Monday, August 10, 2009

"Pinocchio" - August 2009

From the opening moments in Stephen Greenhorn’s version of Pinocchio for the Scottish Youth Theatre at the Tron there is no mistaking that it harks back to Cullodi’s dark original rather than the familiar Disney version. And as the show progresses the light relief provided by the Fox and Cat (an effective Andrew McCormack and Viki Leech) is the only brake on the bleakness as we hurtle towards what can only be described as a pretty horrific conclusion.

It isn’t a horror without meaning – indeed the message is every bit as horrific as the final act – and it does leave the audience with something to think about. But from a narrative point of view it’s largely too little, too late as what has preceded it is frequently sketched without any background or detail. For example, it’s clear from the Blue Lady that Pinocchio is of some huge significance but I never got any explanation as to why. And while I’m unsure where to apportion responsibility for the twin (and at times triple) Pinocchios on stage between writer Greenhorn and director Kenny Miller, it was a decision that, although not confusing, adds nothing to the piece and just left me asking “Why?”.

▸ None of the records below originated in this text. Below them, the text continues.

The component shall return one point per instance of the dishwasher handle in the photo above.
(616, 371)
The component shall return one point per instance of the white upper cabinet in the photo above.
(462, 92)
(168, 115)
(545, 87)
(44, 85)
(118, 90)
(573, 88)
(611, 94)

But if the adult professionals have perhaps not quite hit their marks, the same can’t be said of the performers. There are no weak links here and all those on stage give strong performances - both as individuals and in the ensemble set pieces. Our main twin Pinocchio’s (James Ringer Beck & Scott C Miller) carry the show well with great support from Michael J Warne as Gepetto, Chanelle Buchan as the Blue Lady and Lewis Harding as Green. There's also good use of movement that brings a real style to the production.

SYT have again put together a polished piece of theatre and I respect that they are tackling difficult shows with something to say - even if at times it's uncomfortable to hear. But I do wish every so often they'd do something a bit more cheery and let the audience share some of the fun they are obviously having.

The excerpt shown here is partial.